In some embodiments, the disclosed systems and methods are practiced in a cloud computing environment. In some embodiments, cloud computing environments are distributed, although this is not required. When distributed, cloud computing environments may be distributed internally within an organization and/or have components possessed across multiple organizations. In this description and the following claims, “cloud computing” is a model for enabling on-demand network access to a shared pool of configurable computing resources (e.g., networks, servers, storage, applications, and services). A cloud computing model can be composed of various characteristics, such as on-demand self-service, broad network access, resource pooling, rapid elasticity, measured service, and so forth. A cloud computing model may also come in the form of various service models such as Software as a Service (SaaS), Platform as a Service (PaaS), Infrastructure as a Service (IaaS), etc. The cloud computing model may also be deployed using different deployment models such as private cloud, community cloud, public cloud, hybrid cloud, etc.

Some embodiments, such as a cloud computing environment, comprise a system with one or more hosts capable of running one or more virtual machines (VMs). During operation, VMs emulate an operational computing system, supporting an operating system (OS) and perhaps one or more other applications. In some embodiments, each host includes a hypervisor that emulates virtual resources for the VMs using physical resources that are abstracted from the view of the VMs. The hypervisor also provides proper isolation between the VMs. Thus, from the perspective of any given VM, the hypervisor provides the illusion that the VM is interfacing with a physical resource, even though the VM only interfaces with the appearance (e.g., a virtual resource) of a physical resource. Examples of physical resources include processing capacity, memory, disk space, network bandwidth, media drives, and so forth.

Although the subject matter has been described in language specific to structural features and/or methodological acts, it is to be understood that the subject matter defined in the appended claims is not necessarily limited to the described features or acts described supra or the order of the acts described supra. Rather, the described features and acts are disclosed as example forms of implementing the claims.

The present disclosure may be embodied in other specific forms without departing from its essential characteristics. The described embodiments are only illustrative and not restrictive. All changes that come within the meaning and range of equivalency of the claims are to be embraced within their scope.
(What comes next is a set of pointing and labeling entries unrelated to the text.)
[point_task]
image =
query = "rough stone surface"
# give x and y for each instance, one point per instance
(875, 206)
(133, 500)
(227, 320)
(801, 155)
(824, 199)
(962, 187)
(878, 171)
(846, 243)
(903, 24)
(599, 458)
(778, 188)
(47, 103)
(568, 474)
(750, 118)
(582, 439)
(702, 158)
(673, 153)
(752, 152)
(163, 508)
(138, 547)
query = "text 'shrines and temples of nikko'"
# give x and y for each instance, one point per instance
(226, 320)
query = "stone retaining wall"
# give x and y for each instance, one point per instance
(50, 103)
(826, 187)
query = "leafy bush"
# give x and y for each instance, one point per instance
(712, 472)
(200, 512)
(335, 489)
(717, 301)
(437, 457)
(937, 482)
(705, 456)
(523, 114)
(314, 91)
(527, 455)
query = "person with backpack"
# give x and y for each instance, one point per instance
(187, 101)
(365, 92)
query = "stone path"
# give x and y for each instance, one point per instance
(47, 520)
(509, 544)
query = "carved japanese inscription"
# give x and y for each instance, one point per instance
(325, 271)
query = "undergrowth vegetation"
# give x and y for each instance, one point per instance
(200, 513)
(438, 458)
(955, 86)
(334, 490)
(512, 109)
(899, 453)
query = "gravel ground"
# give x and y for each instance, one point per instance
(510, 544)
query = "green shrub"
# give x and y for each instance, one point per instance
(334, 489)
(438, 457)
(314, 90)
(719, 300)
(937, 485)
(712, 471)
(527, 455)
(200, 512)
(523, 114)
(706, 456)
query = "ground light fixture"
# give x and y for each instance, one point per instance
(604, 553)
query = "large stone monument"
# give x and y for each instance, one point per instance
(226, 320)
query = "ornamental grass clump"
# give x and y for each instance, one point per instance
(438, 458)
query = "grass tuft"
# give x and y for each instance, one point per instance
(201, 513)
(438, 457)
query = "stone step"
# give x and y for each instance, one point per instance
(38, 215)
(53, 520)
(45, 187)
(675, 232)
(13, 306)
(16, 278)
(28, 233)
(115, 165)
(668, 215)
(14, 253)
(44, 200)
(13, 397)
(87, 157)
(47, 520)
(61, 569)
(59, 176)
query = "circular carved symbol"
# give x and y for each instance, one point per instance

When introducing elements in the appended claims, the articles “a,” “an,” “the,” and “said” are intended to mean there are one or more of the elements. The terms “comprising,” “including,” and “having” are intended to be inclusive and mean that there may be additional elements other than the listed elements. Unless otherwise specified, the terms “set,” “superset,” and “subset” are intended to exclude an empty set, and thus “set” is defined as a non-empty set, “superset” is defined as a non-empty superset, and “subset” is defined as a non-empty subset. Unless otherwise specified, the term “subset” excludes the entirety of its superset (i.e., the superset contains at least one item not included in the subset). Unless otherwise specified, a “superset” can include at least one additional element, and a “subset” can exclude at least one element.